The BJP’s electoral base has expanded significantly since 2014 Lok Sabha elections. Before the 2014 Lok Sabha elections, of the total 4,120 Assembly seats, the BJP had won 887 seats and polled 18.2 per cent votes. At the moment, the BJP has in its bag 1,346 Assembly seats and its vote share has expanded to 25.3 per cent — a significant increase during the last three years.
It is also important to note that the BJP not only managed to increase its support base in the Hindi heartland but was able to establish new territories, mainly in the Northeast. The vote share of BJP has increased from 8.1 per cent in the north-eastern states in 2014 to about 23.7 per cent at present. In UP, the party’s vote share increased from 27.4 per cent to 38.2 per cent while in the West its vote share increased from 26.8 per cent to 34.6 per cent. All these clearly indicates a significant presence of the BJP in the current national politics.

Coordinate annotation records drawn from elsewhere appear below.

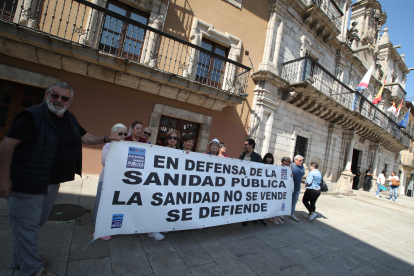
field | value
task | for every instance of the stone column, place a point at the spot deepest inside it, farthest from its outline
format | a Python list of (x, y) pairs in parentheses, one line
[(278, 41), (349, 154)]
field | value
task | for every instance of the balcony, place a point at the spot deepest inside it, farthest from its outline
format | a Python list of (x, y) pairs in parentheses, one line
[(407, 159), (324, 16), (316, 90), (128, 43), (397, 92)]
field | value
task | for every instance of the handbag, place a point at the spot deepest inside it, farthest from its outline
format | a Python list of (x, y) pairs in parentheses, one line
[(324, 187), (395, 182)]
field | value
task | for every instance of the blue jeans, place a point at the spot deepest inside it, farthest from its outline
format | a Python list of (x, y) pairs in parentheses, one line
[(295, 197), (393, 189)]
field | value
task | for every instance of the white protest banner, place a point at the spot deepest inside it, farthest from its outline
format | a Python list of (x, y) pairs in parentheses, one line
[(149, 188)]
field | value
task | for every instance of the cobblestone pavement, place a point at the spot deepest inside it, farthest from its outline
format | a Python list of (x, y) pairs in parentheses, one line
[(349, 237)]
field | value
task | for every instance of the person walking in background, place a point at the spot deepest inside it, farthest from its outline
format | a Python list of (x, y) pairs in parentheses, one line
[(381, 183), (368, 179), (250, 155), (394, 182), (135, 132), (214, 147), (298, 172), (223, 149), (42, 149), (119, 131), (313, 190), (355, 182), (147, 134), (268, 159)]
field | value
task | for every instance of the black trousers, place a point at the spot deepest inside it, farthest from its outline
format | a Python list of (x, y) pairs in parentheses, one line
[(309, 199)]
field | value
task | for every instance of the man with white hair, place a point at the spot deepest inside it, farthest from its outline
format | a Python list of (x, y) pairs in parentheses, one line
[(42, 149), (298, 172)]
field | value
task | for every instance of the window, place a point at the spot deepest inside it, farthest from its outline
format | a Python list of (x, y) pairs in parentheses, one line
[(301, 146), (210, 70), (121, 38), (183, 126)]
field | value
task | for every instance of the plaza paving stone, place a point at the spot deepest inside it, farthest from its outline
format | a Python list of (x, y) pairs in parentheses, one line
[(358, 235)]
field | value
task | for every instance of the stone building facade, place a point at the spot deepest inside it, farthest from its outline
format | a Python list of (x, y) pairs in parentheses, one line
[(305, 94)]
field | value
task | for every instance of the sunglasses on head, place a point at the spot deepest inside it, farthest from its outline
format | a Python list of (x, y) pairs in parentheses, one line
[(55, 97)]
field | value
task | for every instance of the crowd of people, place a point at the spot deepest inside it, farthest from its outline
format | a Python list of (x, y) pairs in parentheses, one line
[(215, 147), (43, 148)]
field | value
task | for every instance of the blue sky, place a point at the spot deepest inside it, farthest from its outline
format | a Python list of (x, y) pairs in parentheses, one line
[(400, 23)]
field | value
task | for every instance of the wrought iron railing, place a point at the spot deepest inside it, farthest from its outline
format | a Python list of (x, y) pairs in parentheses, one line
[(330, 8), (308, 69), (83, 22), (396, 90), (407, 159)]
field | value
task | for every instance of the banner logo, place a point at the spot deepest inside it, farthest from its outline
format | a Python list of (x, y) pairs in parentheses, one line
[(117, 220), (136, 158), (284, 174)]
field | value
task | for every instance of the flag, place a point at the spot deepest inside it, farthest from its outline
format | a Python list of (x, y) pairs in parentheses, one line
[(399, 108), (378, 97), (392, 109), (365, 80), (403, 123)]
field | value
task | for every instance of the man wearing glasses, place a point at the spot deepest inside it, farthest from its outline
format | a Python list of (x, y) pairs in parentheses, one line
[(42, 149), (298, 172)]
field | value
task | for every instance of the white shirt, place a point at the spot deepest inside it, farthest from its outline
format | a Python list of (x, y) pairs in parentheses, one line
[(105, 150)]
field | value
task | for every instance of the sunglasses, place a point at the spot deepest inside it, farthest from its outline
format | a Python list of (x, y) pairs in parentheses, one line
[(55, 97)]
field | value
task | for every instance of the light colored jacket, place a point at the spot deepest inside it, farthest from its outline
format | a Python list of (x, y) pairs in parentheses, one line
[(314, 179)]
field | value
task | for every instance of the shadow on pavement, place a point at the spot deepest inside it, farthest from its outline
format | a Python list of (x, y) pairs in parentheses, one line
[(347, 238)]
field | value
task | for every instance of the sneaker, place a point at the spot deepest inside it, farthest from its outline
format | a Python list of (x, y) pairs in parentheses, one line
[(156, 236), (274, 220), (294, 218), (44, 272), (313, 216)]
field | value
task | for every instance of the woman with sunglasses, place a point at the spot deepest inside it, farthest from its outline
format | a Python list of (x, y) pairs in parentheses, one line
[(172, 139), (147, 134), (135, 132), (120, 131), (222, 150)]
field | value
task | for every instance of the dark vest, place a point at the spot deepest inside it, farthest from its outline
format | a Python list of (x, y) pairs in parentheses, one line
[(32, 163)]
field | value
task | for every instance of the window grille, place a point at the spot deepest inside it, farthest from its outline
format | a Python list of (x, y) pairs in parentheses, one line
[(301, 146)]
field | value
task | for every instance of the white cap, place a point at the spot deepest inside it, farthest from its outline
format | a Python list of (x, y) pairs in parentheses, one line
[(215, 140)]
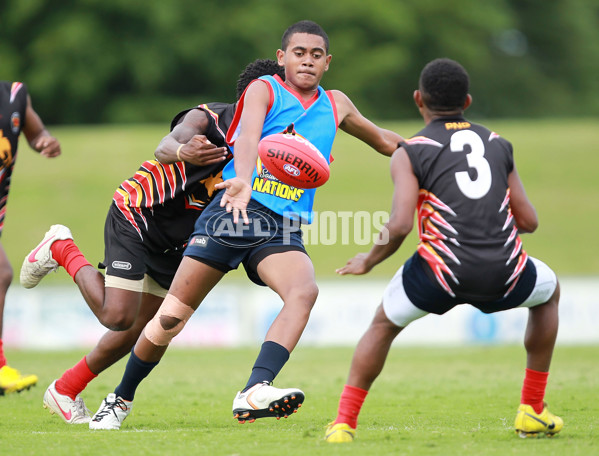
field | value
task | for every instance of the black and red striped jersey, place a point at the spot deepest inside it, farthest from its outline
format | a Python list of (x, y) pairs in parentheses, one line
[(13, 105), (165, 200), (468, 236)]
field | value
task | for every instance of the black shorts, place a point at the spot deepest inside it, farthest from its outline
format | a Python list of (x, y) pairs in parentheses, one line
[(430, 297), (218, 242), (128, 256)]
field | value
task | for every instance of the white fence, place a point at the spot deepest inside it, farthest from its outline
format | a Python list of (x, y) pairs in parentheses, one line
[(237, 314)]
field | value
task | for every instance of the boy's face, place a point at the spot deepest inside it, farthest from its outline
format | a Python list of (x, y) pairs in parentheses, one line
[(305, 61)]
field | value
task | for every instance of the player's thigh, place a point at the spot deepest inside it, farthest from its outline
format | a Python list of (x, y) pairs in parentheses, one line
[(398, 307), (545, 286), (122, 298), (290, 274), (193, 281)]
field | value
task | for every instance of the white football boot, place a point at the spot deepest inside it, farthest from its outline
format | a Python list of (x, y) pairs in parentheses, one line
[(112, 413), (39, 262), (71, 411), (263, 400)]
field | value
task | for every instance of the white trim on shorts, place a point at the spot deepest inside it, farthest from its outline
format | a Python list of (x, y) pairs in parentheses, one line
[(401, 311), (145, 285)]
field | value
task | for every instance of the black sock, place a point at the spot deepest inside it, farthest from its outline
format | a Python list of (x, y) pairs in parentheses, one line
[(135, 372), (270, 361)]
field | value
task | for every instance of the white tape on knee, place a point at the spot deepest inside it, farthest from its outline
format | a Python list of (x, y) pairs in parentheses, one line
[(171, 307)]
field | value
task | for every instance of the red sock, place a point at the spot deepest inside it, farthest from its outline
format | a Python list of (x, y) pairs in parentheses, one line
[(68, 255), (350, 404), (2, 358), (74, 380), (533, 389)]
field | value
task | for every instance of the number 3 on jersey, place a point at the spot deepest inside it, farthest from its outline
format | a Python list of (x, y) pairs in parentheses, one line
[(479, 187)]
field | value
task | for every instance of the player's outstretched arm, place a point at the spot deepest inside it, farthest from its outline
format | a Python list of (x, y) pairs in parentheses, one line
[(38, 137), (401, 220), (239, 190), (186, 142), (523, 211), (353, 122)]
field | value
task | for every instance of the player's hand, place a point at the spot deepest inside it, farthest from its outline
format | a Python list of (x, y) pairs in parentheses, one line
[(358, 265), (48, 146), (201, 152), (236, 198)]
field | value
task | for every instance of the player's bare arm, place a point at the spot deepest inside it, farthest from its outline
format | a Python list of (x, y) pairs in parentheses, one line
[(38, 137), (187, 142), (523, 211), (239, 189), (401, 220), (353, 122)]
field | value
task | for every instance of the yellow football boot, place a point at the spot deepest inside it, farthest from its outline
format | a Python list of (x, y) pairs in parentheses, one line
[(339, 433), (12, 381), (530, 423)]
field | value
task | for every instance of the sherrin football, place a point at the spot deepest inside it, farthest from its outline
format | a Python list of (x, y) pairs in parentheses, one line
[(293, 160)]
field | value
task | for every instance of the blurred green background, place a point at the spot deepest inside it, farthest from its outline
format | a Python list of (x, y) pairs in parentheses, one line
[(90, 61), (107, 76), (556, 160)]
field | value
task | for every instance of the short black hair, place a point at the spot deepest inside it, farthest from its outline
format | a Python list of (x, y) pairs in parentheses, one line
[(444, 85), (256, 69), (309, 27)]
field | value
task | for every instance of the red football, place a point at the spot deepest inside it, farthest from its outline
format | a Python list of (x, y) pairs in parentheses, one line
[(293, 160)]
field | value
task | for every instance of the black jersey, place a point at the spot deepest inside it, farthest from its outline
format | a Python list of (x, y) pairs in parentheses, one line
[(13, 105), (468, 236), (162, 202)]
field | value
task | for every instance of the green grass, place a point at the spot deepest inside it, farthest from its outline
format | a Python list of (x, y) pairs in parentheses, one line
[(427, 401), (556, 160)]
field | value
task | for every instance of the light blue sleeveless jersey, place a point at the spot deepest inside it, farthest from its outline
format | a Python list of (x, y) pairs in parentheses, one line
[(317, 123)]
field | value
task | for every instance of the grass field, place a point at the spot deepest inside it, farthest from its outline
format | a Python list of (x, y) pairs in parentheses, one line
[(557, 161), (427, 401)]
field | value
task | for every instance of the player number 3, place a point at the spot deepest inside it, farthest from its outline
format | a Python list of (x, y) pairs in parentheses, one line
[(472, 188)]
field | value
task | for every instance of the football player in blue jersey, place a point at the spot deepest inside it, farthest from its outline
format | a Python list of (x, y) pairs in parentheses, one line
[(275, 250), (469, 252), (16, 116)]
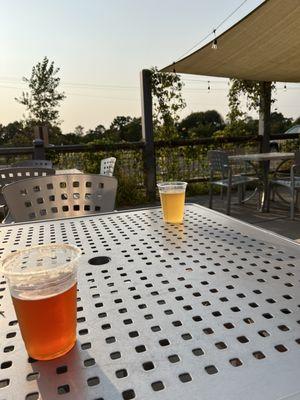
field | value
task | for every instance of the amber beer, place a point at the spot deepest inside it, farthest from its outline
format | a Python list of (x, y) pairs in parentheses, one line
[(172, 196), (48, 326), (43, 286)]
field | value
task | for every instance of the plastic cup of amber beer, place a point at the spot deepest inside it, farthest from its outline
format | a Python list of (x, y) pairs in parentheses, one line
[(43, 286), (172, 196)]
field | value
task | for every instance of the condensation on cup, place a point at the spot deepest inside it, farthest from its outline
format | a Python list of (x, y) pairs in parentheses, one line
[(43, 287)]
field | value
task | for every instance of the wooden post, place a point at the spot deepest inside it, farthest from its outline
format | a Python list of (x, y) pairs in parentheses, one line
[(264, 129), (264, 126), (147, 130), (39, 149)]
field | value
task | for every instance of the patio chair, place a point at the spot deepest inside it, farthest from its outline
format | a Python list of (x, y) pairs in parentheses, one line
[(291, 183), (107, 166), (60, 196), (34, 163), (12, 174), (222, 172)]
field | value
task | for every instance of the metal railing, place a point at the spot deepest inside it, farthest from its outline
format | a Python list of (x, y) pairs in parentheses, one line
[(184, 159)]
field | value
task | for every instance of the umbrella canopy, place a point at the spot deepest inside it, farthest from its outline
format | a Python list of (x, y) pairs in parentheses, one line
[(263, 46)]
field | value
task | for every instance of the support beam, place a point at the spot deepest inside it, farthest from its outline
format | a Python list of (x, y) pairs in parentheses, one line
[(264, 126), (264, 129), (148, 137)]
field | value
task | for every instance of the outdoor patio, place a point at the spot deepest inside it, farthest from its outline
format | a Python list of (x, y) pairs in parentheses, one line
[(277, 220)]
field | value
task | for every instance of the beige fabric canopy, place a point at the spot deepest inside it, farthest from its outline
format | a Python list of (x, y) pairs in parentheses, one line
[(264, 46)]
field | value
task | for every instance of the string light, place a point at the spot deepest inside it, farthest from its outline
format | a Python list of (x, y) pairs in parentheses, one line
[(214, 45)]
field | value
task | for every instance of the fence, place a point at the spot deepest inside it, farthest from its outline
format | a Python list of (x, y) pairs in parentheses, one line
[(179, 159)]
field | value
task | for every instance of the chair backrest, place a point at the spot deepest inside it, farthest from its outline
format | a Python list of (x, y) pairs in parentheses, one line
[(60, 196), (107, 166), (13, 174), (218, 161), (34, 163)]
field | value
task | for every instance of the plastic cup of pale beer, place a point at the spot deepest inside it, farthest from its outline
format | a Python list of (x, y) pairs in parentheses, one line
[(172, 196), (43, 286)]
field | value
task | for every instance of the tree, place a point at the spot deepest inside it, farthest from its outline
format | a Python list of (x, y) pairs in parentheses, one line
[(201, 124), (118, 125), (279, 123), (251, 90), (168, 102), (79, 130), (43, 98), (133, 130)]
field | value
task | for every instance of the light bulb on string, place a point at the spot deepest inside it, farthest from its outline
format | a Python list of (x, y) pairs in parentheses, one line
[(214, 45)]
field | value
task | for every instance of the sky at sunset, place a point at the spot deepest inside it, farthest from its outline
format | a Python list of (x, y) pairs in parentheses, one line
[(101, 46)]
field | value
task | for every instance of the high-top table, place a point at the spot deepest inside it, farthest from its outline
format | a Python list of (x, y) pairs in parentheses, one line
[(264, 160), (206, 310)]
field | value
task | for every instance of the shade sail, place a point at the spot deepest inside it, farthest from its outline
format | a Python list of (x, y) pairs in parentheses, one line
[(263, 46)]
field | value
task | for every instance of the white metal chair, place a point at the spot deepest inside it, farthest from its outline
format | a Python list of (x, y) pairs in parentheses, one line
[(34, 163), (107, 166), (219, 165), (12, 174), (291, 183), (60, 196)]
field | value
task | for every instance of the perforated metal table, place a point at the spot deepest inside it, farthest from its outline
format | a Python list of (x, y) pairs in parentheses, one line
[(206, 310)]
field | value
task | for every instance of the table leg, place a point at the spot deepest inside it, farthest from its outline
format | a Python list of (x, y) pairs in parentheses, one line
[(265, 203)]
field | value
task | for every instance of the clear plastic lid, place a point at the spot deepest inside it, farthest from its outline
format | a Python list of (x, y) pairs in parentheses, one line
[(41, 271)]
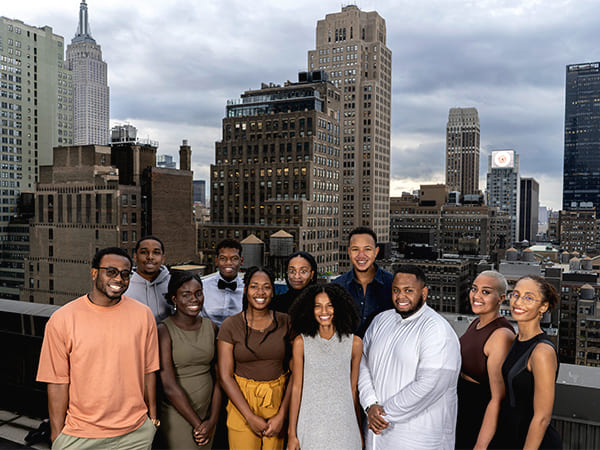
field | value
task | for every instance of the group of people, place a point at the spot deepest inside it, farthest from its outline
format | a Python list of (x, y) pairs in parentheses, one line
[(362, 362)]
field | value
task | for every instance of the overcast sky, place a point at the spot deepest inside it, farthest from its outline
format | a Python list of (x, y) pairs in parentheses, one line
[(173, 65)]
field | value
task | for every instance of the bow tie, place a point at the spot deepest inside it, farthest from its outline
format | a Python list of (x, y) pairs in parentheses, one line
[(231, 285)]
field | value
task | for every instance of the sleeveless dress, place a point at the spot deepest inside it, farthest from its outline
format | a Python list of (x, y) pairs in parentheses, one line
[(192, 352), (327, 418), (517, 407), (473, 398)]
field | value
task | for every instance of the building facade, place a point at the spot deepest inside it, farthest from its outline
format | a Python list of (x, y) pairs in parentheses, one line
[(278, 167), (581, 183), (36, 114), (90, 86), (351, 48), (427, 219), (578, 231), (99, 196), (462, 150), (80, 207), (503, 186), (528, 209), (200, 191)]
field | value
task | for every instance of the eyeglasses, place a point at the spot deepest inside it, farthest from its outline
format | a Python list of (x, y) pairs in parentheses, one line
[(112, 272), (188, 295), (527, 299), (301, 272)]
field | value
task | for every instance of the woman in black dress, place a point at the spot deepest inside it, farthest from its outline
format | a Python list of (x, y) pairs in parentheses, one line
[(529, 371)]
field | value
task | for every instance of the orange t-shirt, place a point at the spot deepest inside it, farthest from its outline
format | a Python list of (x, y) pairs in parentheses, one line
[(103, 353)]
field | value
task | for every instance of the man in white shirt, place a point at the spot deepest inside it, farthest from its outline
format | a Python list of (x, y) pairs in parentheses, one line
[(223, 292), (409, 370)]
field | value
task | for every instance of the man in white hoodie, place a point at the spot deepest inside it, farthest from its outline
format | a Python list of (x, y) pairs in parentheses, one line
[(150, 279)]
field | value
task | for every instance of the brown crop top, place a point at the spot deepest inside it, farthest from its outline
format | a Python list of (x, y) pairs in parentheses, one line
[(474, 361)]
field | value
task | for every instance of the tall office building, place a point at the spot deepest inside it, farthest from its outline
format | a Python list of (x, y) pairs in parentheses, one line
[(462, 150), (277, 167), (503, 186), (351, 48), (581, 183), (528, 209), (90, 85), (200, 191), (36, 114)]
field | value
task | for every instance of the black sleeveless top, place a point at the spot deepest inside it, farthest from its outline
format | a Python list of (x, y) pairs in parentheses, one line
[(517, 407)]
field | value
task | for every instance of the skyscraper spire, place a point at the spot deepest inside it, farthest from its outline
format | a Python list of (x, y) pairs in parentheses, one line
[(83, 29)]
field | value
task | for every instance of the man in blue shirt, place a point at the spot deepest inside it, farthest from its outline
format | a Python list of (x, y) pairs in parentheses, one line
[(369, 285)]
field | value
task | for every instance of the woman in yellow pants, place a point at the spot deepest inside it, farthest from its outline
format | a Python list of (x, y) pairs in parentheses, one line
[(254, 349)]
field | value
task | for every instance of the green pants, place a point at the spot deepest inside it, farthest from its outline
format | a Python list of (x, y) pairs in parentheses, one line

Another major factor is the popularity of Prime Minister Narendra Modi that has remained intact. Studies conducted by the CSDS during last few years clearly indicate a sizeable proportion of Indians wanting him to see as country’s Prime Minister even after the 2019 Lok Sabha elections. There may have been some hope after the 2014 Lok Sabha elections that Rahul Gandhi may be able to emerge as the alternative to Mr Modi in due course of time, but within three years the hope seems to have turned into a distant dream for the Congress.
Sensing that Mr Gandhi may not be the best match for Mr Modi’s popularity, there has been a search for a face amongst other Opposition parties. In this Mr Kumar’s name was on top of the lis, but after the recent political turnaround in Bihar even that possibility has disappeared.
At times, name of Jayalalithaa was floated as a face of the Opposition but after her death the AIADMK itself is in trouble. Odisha chief minister Naveen Patnaik is getting old and would be lucky to save his own state in the next Assembly elections due in 2019.
The firebrand West Bengal chief minister Mamata Banerjee may be popular in her own stat, but it is difficult to imagine that the Left may be willing to accept her as a face of the joint Opposition.
And will the Congress be willing to accept her as the leader of the Opposition? The NCP leader Sharad Pawar, who’s name as prospective PM candidate floats now and then is too old to lead the battle against Mr Modi.
The RJD leader Lalu Prasad Yadav is debarred from contesting elections and does not have a clean image. Thus, the list ends with no ideal Opposition leader worthy of tackling the Modi juggernaut. The answer is clear, there is hardly any contest to the BJP and to Narendra Modi in 2019 Lok Sabha elections.